Roteirista de longas de sucesso como “Central do Brasil” e “Deus é Brasileiro”, João Emanuel Carneiro já era reconhecido no cinema quando decidiu investir na televisão.
Na virada dos anos 2000, firmou-se como colaborador de Maria Adelaide Amaral em minisséries como “A Muralha” e “Os Maias”.
Incentivado por Silvio de Abreu e Denise Saraceni, João decidiu se candidatar a uma vaga no grupo de romancistas de sete horas e acabou entregando uma sinopse de novela para a alta direção da emissora.
Sem resposta, quase um ano depois, o autor estava prestes a ingressar como colaborador de Gilberto Braga em “Celebridade” quando teve a sinopse aprovada pela Globo.
Duas décadas depois, a história de “Da Cor do Pecado”, voltou ao ar na tela do canal pago Viva, mostrando todo o seu apelo popular, que fez da obra a maior audiência dos anos 2000.
Aos olhos do tempo, porém, a primeira novela protagonizada por uma atriz negra teria sérios problemas se fosse exibida hoje, em grande parte por causa de suas abordagens polêmicas sobre o racismo”, disse.assédio moral”, intolerância religiosa e homofobia, entre outras questões que ganharam mais força com o passar do tempo e o esclarecimento das agendas sociais.
Na trama, o envolvimento sexual do poderoso empresário Afonso e sua empregada Edilásia, personagens de Lima Duarte e Rosi Campos, acaba com ela grávida.
Não querendo magoar a mulher doente, Afonso abre o jogo com a mulher, que aceita dar frutos da traição.
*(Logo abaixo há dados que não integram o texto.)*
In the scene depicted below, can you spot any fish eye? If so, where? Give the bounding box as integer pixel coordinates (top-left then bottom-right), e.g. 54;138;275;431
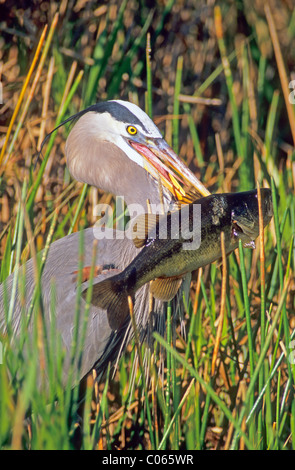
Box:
127;126;137;135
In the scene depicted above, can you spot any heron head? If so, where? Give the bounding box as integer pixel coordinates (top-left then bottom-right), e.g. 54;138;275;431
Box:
42;100;210;207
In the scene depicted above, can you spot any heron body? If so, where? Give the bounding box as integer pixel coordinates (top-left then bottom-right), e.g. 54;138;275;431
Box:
0;101;209;386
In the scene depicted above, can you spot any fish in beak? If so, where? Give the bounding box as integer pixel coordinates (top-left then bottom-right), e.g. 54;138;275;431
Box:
128;139;210;204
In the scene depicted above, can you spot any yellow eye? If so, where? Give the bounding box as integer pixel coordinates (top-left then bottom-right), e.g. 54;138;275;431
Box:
127;126;137;135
Pronta para fugir, Edilásia esconde da patroa que na verdade estava grávida de gêmeos.
Assim, deixa um dos meninos para ser criado por Afonso e foge com o outro.
Quase três décadas depois, Paco e Apolo, de Reynaldo Gianecchini, seguiram caminhos bem diferentes.
O primeiro é um botânico em uma eterna guerra de valores com o próprio pai, enquanto o segundo leva uma vida simples com a mãe e quatro meio-irmãos.
Em viagem ao Maranhão, Paco acaba se apaixonando por Preta, de Taís Araújo.
O amor à primeira vista dos dois é alvo de uma armação feita por Bárbara e Kaike, vilões de Giovanna Antonelli e Tuca Andrada.
Após um salto de oito anos, Apolo é supostamente assassinado por bandidos, enquanto Paco sobrevive a um acidente de helicóptero.
Pronto para desaparecer da vida cheia de mentiras, dor e traição que liderou, Paco toma o lugar de Apolo.
Surpreendentemente, ele reencontra Preta quando ela chega ao Rio de Janeiro, determinado a provar que o pequeno Raí, de Sérgio Malheiros, é o filho legítimo de seu antigo amor.
A forma mais intensa com que as situações são abordadas em “Da Cor do Pecado” levou o Viva a adotar uma atitude inédita: ao final dos capítulos, o canal exibe a mensagem “Este trabalho reproduz comportamentos e costumes da época em que foi feito”.
As novelas são uma lupa da realidade.
Dependendo do tom, esse visual pode ir muito além da história em si.
Carregado de ironia, o texto de João Emanuel usa humor e uma boa dose de realismo para mostrar um vilão que chama a menina de macaca e um rico empresário que também trata a protagonista com desdém, resumindo-a como uma grande garimpeira por causa da cor da sua pele .
Além disso, as subtramas revelam um pai de um santo pervertido e charlatão, Helinho, de Matheus Nachtergaele, ou Abelardo, um jovem de gestos e gostos femininos que muitas vezes é atacado por sua família por ser um pouco mais extravagante, papel defendido por Caio Blat.
Na época, as cenas pareciam banais.
Hoje em dia, o impacto do texto soa, no mínimo, desconfortável.
Apesar das situações polêmicas, a novela dribla suas polêmicas, que hoje chegam até o título – ao relacionar literalmente pecado e cor da pele – com a bela e simples história de amor interracial extremamente representativa que fez e ainda faz o público suspirar.
“Da Cor do Pecado” pode não ter envelhecido da melhor maneira, mas ainda tem muito valor.